When the events branch out - you go for non linear (for example food-chain , biological nomenclature , classification of living beings into kingdoms , family etc )
Linked list :-
Linked list is a collection of nodes .
It has a end to end connection.one node is hold the address of another node or next node i.e. nodes are dependent on each other. They are connected in a linear manner.hence linked list is called as a linear data structure
Linear data structures:
the elements (objects) are sequential and ordered in a way so that:
there is only one first element and has only one next element,
there is only one last element and has only one previous element, while
all other elements have a next and a previous element
https://codeandwork.github.io/courses/java/linearDataStructures.html
non-linear data structures are those that are not linear!
A linear data structure traverses the data elements sequentially, in which only one data element can directly be reached. Ex: Arrays, Linked Lists.

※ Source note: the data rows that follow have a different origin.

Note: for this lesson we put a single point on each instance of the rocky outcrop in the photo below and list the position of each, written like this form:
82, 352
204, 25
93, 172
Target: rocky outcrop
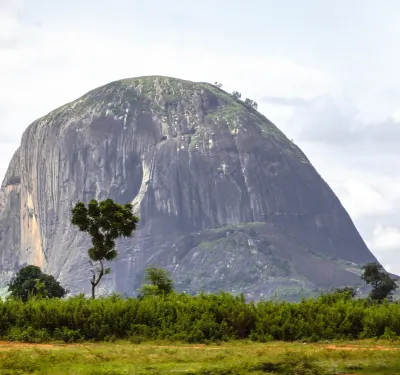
226, 201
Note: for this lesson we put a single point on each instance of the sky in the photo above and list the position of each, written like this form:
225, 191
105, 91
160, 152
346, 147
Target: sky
325, 72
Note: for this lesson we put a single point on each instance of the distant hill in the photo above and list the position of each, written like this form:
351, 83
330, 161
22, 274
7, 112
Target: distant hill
226, 201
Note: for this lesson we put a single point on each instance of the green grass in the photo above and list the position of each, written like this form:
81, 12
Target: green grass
230, 358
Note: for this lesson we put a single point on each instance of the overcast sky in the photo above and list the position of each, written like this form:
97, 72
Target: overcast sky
325, 72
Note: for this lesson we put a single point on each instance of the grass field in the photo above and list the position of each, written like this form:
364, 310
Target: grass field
363, 357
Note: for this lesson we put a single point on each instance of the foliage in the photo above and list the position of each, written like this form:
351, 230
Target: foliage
251, 103
236, 95
31, 281
160, 282
104, 221
201, 319
383, 285
347, 291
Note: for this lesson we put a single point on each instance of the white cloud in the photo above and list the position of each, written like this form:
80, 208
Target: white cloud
385, 239
362, 200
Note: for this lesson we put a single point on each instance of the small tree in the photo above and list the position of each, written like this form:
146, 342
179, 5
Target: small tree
251, 103
383, 285
31, 281
236, 95
160, 282
105, 221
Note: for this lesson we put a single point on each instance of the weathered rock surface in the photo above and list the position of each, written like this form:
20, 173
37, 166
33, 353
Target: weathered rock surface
226, 201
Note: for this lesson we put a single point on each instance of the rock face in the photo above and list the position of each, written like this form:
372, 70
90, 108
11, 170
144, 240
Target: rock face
226, 201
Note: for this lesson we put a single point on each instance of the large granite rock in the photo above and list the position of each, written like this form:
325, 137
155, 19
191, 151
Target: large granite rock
226, 201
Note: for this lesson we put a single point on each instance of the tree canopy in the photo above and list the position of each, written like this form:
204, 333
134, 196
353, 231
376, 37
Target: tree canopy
31, 281
104, 221
160, 282
383, 285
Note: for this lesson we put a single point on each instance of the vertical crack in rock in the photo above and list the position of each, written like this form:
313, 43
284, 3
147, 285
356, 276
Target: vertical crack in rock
226, 201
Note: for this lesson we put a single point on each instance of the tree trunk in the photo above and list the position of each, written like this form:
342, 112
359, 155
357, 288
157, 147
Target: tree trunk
94, 282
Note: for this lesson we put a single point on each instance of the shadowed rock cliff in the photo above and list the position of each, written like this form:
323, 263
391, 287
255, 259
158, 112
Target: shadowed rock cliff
226, 201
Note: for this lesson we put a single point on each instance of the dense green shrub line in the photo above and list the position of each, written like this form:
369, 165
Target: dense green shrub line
202, 318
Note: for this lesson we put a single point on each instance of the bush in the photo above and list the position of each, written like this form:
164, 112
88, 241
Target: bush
203, 318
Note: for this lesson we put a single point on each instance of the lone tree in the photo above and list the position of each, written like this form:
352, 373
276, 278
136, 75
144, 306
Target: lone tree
383, 285
251, 103
104, 221
31, 281
160, 282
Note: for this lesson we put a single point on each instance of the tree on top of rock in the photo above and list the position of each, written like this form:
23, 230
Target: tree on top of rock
31, 281
383, 285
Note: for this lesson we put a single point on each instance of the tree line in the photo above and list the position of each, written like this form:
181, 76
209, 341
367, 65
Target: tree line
35, 310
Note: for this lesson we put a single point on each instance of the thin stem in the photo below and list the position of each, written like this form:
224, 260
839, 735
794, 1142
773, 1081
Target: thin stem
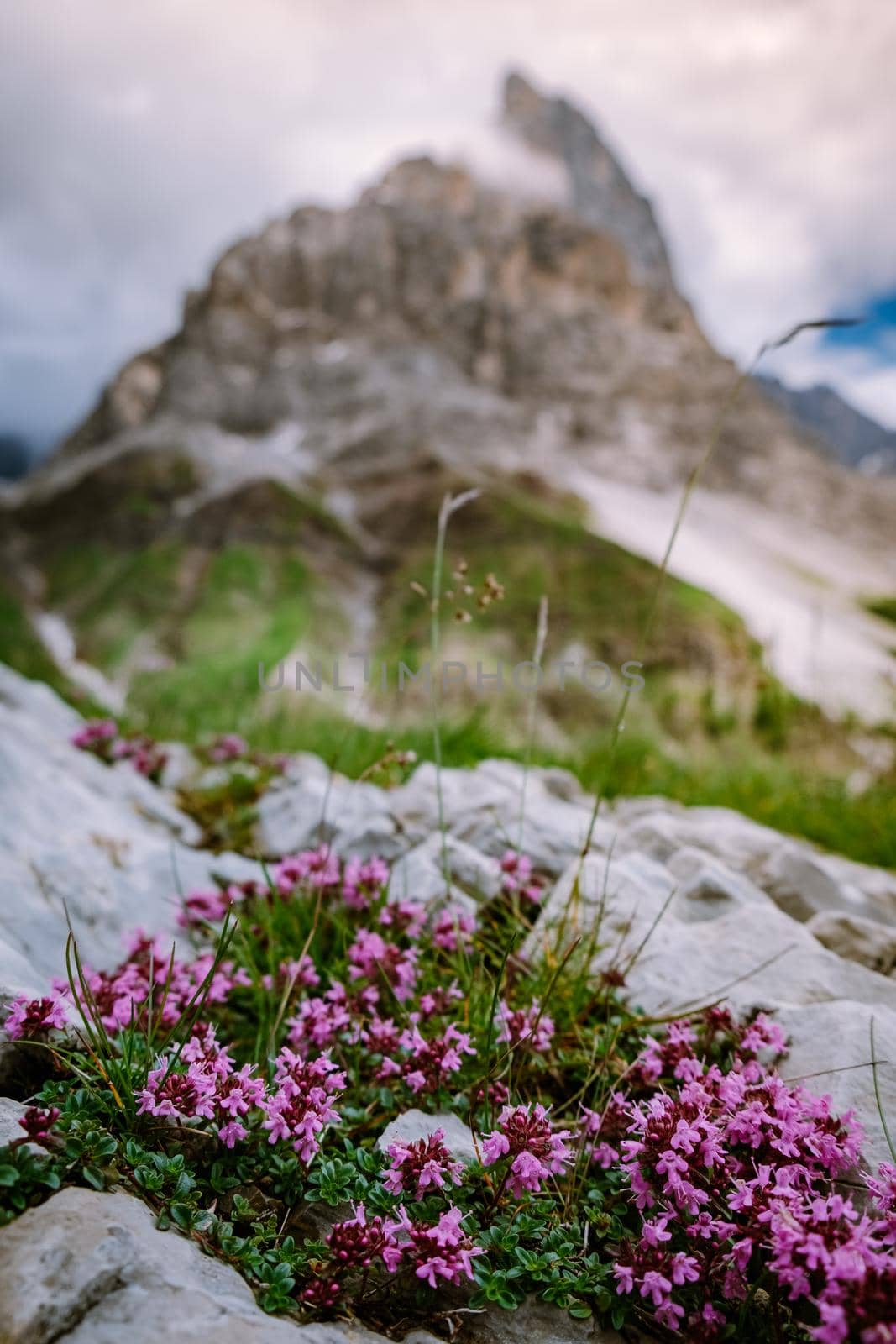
450, 504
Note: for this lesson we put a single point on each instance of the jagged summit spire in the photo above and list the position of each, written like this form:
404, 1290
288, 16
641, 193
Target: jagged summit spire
600, 188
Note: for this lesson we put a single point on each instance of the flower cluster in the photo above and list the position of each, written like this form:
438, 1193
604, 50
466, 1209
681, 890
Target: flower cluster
426, 1065
438, 1252
453, 929
376, 961
33, 1019
732, 1173
211, 1088
526, 1026
101, 738
154, 978
301, 1105
422, 1164
535, 1151
363, 884
516, 877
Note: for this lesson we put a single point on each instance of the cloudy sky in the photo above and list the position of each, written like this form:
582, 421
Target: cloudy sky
139, 138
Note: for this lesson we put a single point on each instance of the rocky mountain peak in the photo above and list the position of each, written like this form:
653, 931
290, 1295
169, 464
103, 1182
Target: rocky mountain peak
600, 192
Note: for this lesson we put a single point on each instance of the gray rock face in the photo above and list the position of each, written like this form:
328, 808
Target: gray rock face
93, 1269
684, 945
416, 1124
11, 1113
105, 843
600, 192
867, 941
436, 329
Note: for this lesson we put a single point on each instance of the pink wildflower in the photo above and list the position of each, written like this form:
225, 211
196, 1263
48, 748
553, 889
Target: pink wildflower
302, 1104
526, 1025
422, 1164
524, 1135
33, 1019
363, 884
453, 929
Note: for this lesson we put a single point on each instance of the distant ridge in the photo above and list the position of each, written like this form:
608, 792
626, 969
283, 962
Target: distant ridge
853, 438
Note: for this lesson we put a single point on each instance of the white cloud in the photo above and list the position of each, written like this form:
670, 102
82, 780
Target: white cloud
139, 140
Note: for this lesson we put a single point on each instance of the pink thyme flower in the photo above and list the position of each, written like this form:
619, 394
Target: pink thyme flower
187, 1095
524, 1135
359, 1241
302, 1104
422, 1164
375, 960
33, 1019
516, 877
228, 746
405, 917
312, 869
320, 1021
97, 736
526, 1025
38, 1126
301, 972
453, 929
438, 1252
363, 884
432, 1062
204, 907
438, 1001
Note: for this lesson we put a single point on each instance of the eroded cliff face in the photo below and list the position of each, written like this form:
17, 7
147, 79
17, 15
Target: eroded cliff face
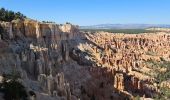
38, 51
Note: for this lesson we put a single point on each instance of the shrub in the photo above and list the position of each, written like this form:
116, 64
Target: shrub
12, 88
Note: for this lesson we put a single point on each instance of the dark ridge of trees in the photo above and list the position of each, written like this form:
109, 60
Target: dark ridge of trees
12, 88
48, 22
8, 15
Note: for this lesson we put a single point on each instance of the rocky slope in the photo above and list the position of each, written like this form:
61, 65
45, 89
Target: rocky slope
58, 62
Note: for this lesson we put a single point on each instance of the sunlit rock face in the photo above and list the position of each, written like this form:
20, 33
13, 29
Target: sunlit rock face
37, 50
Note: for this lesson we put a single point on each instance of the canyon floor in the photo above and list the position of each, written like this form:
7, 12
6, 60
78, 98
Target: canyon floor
60, 62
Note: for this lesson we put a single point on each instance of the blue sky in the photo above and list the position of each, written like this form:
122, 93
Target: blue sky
92, 12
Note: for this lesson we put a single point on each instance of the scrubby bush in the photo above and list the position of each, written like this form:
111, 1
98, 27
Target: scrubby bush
12, 88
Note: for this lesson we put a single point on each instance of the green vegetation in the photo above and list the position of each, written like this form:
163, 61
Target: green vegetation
12, 88
127, 31
8, 15
162, 76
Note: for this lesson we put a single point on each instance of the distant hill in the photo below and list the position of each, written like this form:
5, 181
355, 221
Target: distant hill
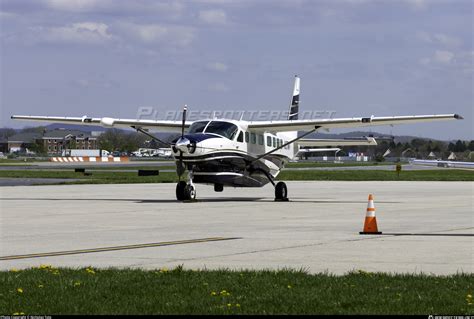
396, 138
164, 136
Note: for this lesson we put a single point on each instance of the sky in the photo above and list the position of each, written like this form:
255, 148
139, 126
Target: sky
354, 57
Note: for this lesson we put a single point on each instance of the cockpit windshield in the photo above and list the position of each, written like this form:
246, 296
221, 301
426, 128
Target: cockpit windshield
197, 127
224, 129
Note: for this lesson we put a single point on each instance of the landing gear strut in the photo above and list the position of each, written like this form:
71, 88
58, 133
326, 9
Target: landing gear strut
186, 191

But in doubly linked list we can reach two data elements using previous pointer and next pointer.
So can we say that doubly linked list is a non linear data structure?
Correct me if I am wrong.
Thank you.
Non-linear data structures are those data-structure in which the elements appear in a non-linear fashion,which requires two or more than two-dimensional representation . The elements may OR mayn't(mostly) be stored in contiguous memory locations,rather in any order/non-linearly as if you have skipped the elements in between. Accessing the elements are also done in an out-of-order pattern.
Example :- A Tree, here one may iterate from root to right child,to its right child,... and so on---thereby skipping all the left nodes.
But, in doubly linked list, you have to move sequentially(linearly) only, to move forward(using forward pointer) or backward(using previous pointer).
You can't jump from any element in the list to any distant element without traversing the intermediary elements.
Hence, doubly-linked list is a linear data structure. In a linear data structure, the elements are arranged in a linear fashion(that is,one-dimensional representation).
You are wrong; 2 justifications:
While you can get to 2 elements from any node, one of them was the one you used to get to this node, so you can only get to one new node from each.
It is still linear in that it has to be traversed sequentially, or in a line.
It is still sequential: you need to go over some elements in the list to get to a particular element, compared to an array where you can randomly access each element.
However, you can go linearly forwards or backwards, which may optimize the search.
linked list is basically a linear data Structure because it stores data in a linear fashion. A linear data Structure is what which stores data in a linear format and the traversing is in sequential manner and not in zigzag way.
It depends on where you intend to apply linked lists. If you based it on storage, a linked list is considered non-linear. On the other hand, if you based it on access strategies, then a linked list is considered linear.